Arizona Went Blue for the First Time in Decades, but It's Not as Surprising as You Think

I woke up this morning to news that's made me prouder of my state than I've been for a while: Arizona elected a Democratic senator for the second election in a row, and, if current numbers hold, the state also unexpectedly flipped blue for former Vice President Joe Biden. It's the culmination of an incredibly impressive effort, from the bottom up, to move the state in a direction that more accurately reflects its racially, economically, and ideologically diverse electorate.

The thing you have to understand about Arizona is that, even though its public image is marred with far-right conservatives like Joe Arpaio and major scandals like SB 1070 (the state's "show me your papers" law, which struck fear in the hearts of immigrants until just a few years ago), it prides itself on being "independent" in many ways. Appealing to that independent mindset has been key to the Democrats' strategy for the past few years, and from my view on the ground, it's been working.

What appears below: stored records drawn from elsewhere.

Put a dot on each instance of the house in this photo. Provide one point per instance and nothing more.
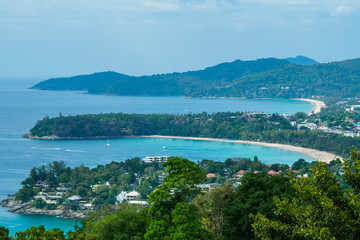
(272, 173)
(160, 159)
(121, 197)
(239, 174)
(205, 187)
(211, 175)
(132, 195)
(142, 203)
(74, 198)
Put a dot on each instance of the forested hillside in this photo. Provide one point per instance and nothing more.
(244, 126)
(262, 78)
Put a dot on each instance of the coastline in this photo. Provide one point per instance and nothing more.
(321, 156)
(16, 206)
(318, 105)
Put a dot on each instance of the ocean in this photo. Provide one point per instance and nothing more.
(21, 107)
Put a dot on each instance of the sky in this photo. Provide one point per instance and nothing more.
(55, 38)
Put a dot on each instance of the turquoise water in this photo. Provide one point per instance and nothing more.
(20, 108)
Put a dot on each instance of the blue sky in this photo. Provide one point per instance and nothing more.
(51, 38)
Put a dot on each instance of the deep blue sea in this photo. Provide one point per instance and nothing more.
(21, 107)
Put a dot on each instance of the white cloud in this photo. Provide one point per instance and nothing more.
(342, 11)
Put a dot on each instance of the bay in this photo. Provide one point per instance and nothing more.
(21, 107)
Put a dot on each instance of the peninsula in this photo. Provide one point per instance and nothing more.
(261, 78)
(245, 128)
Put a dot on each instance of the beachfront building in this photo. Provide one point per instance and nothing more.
(160, 159)
(134, 195)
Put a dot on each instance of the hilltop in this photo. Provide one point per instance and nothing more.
(262, 78)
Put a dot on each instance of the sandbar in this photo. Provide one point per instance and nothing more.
(321, 156)
(317, 104)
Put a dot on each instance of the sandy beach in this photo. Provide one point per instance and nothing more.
(317, 105)
(318, 155)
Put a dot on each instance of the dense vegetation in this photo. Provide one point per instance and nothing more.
(321, 209)
(90, 184)
(254, 127)
(263, 78)
(314, 207)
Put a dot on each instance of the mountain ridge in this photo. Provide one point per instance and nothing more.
(261, 78)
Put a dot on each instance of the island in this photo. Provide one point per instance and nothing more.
(299, 130)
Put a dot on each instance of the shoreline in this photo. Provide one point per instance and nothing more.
(318, 105)
(318, 155)
(321, 156)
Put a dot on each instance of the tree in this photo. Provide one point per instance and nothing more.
(211, 208)
(299, 164)
(39, 203)
(320, 210)
(127, 223)
(172, 212)
(35, 233)
(255, 194)
(4, 233)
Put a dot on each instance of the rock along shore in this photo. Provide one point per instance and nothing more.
(26, 208)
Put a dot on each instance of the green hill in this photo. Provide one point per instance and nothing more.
(81, 82)
(301, 60)
(262, 78)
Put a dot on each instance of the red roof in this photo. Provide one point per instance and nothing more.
(272, 172)
(241, 172)
(210, 175)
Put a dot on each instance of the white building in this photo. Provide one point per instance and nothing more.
(121, 197)
(134, 195)
(160, 159)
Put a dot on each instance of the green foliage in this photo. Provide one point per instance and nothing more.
(255, 194)
(4, 233)
(211, 207)
(37, 233)
(320, 210)
(227, 125)
(25, 194)
(127, 223)
(39, 203)
(173, 215)
(263, 78)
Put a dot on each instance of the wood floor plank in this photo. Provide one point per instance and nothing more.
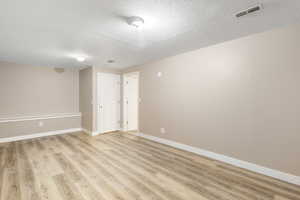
(121, 166)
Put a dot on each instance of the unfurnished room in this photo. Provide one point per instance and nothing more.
(150, 100)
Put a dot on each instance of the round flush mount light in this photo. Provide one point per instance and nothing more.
(135, 21)
(80, 59)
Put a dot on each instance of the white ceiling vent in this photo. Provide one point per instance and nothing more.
(250, 10)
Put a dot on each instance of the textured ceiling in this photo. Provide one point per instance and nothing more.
(53, 32)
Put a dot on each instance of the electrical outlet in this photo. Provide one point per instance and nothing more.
(41, 124)
(159, 74)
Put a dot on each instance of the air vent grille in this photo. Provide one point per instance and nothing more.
(249, 10)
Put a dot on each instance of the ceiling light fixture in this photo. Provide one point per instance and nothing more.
(80, 59)
(135, 21)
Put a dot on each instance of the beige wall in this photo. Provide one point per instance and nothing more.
(86, 97)
(239, 98)
(37, 91)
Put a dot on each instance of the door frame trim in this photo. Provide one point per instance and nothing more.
(98, 131)
(124, 113)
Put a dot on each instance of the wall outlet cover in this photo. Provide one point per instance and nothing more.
(41, 124)
(162, 130)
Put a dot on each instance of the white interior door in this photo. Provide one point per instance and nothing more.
(131, 101)
(108, 102)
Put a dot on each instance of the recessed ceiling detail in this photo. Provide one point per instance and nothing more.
(56, 32)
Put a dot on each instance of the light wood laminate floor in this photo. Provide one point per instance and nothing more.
(119, 166)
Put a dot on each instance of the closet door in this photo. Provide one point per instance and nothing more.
(108, 99)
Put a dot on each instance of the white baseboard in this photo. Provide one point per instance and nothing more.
(94, 133)
(37, 135)
(20, 118)
(226, 159)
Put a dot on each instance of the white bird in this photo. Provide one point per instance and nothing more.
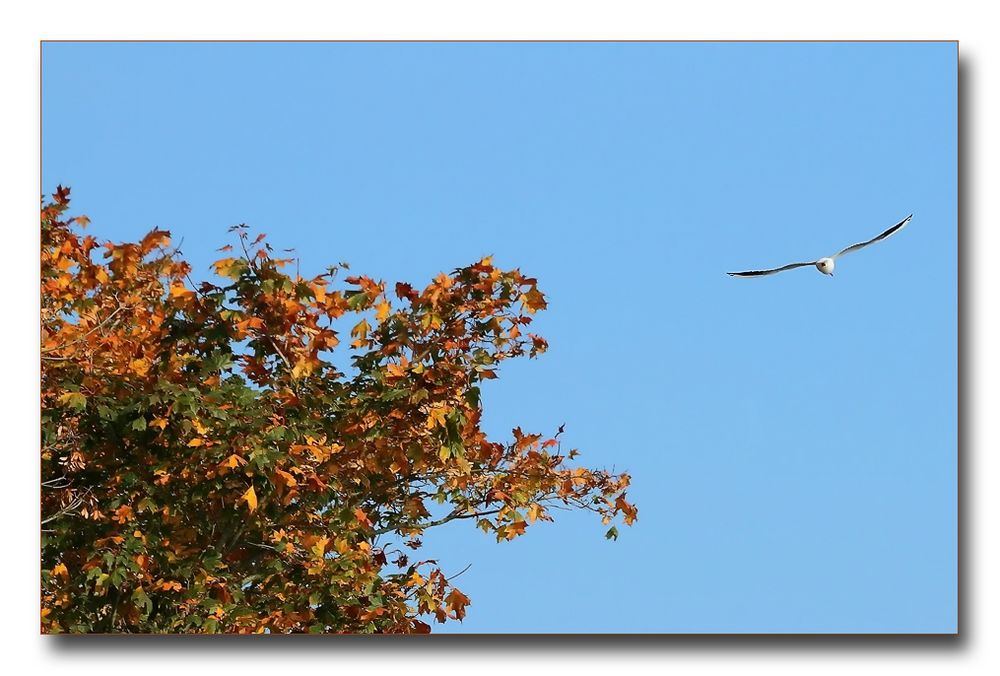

Although Arizona has traditionally looked very red from the outside, liberal organizers and voters have been waging a fierce, if often overlooked, battle inside the state for years.

Watching the ads for Senate candidate (and presumed victor) Mark Kelly, for instance, I've noticed a strong focus on values of independence, working across the aisle, and issues that affect all Arizonans. Kelly has largely avoided tying himself to the broader Democratic party or policy platform; it's similar to the strategy that won Kyrsten Sinema the other Arizona Senate seat in 2018. In contrast, his opponent Senator Martha McSally has run a heavily Republican campaign, having aligned herself closely with President Donald Trump in the past two years and throughout this race. In a year when Trump and McSally are both unusually unpopular for Republicans in Arizona, that strategy backfired.

Although Arizona has traditionally looked very red from the outside, liberal organizers and voters have been waging a fierce, if often overlooked, battle inside the state for years; it's been more purple than outsiders might realize. The Tucson metropolitan area in the south of the state, for instance, has traditionally been a liberal stronghold, consistently sending Democrats to Congress and breaking for the Democratic candidates in statewide and national elections. The metropolitan Phoenix area in Maricopa County is one of the fastest-growing in the country, which typically corresponds with a leftward political shift. And, as the New York Times pointed out as recently as this September, a surge of urban voters and increasing diversity in the state have combined at precisely the right time to narrowly flip the state blue, at least for now.

There's also the 2020 factor of it all. "Minus Covid, this particularly close race here doesn't happen this year," Republican strategist Chuck Coughlin told NBC News in late October. Trump's botched handling of the pandemic has played particularly badly here in Arizona, where we've had more than 250,000 confirmed cases of COVID-19 and more than 6,000 deaths, according to the Arizona Department of Health Services. As in other states, the pandemic has disproportionately affected BIPOC and the elderly. Older voters and Latinx voters are both large Arizona voter blocs that any candidate hoping to win here needs on their side.

Beyond the polls, there's plenty of anecdotal evidence of Arizona's deep divide and slow move towards swing-state status. In my own district in the metro Phoenix area, I've seen more evenly split support than ever before. When I go for a walk or a run through my neighborhood, every day I pass by a pair of houses, across the street from each other, that embody this shift. One yard is filled with seven different Trump or GOP-affiliated flags, plus a few election signs; the other with nearly a dozen signs for Biden, Kelly, and other Democratic causes and candidates down the ballot. There's a big divide here, but also a lot of passion — I think Arizona is tired of being written off as Texas-lite and has been spoiling for the spotlight for a while now.

As a native Arizonan, I do want to add one caveat here: I don't believe this hard-blue flip will last in the long term. Arizona's unusually blue showing this year has been the result of a perfect storm of factors: the poor pandemic response hitting our state especially hard, a historically unpopular president and senator who tied their campaigns to each other, a huge amount of targeted advertising and campaigning, and the state's overall demographic shift. That being said, I also don't believe that Arizona will be going back to deep red country anytime soon. I suspect we're well on our way to becoming a swing or "purple" state that comes down to the wire like this over and over again.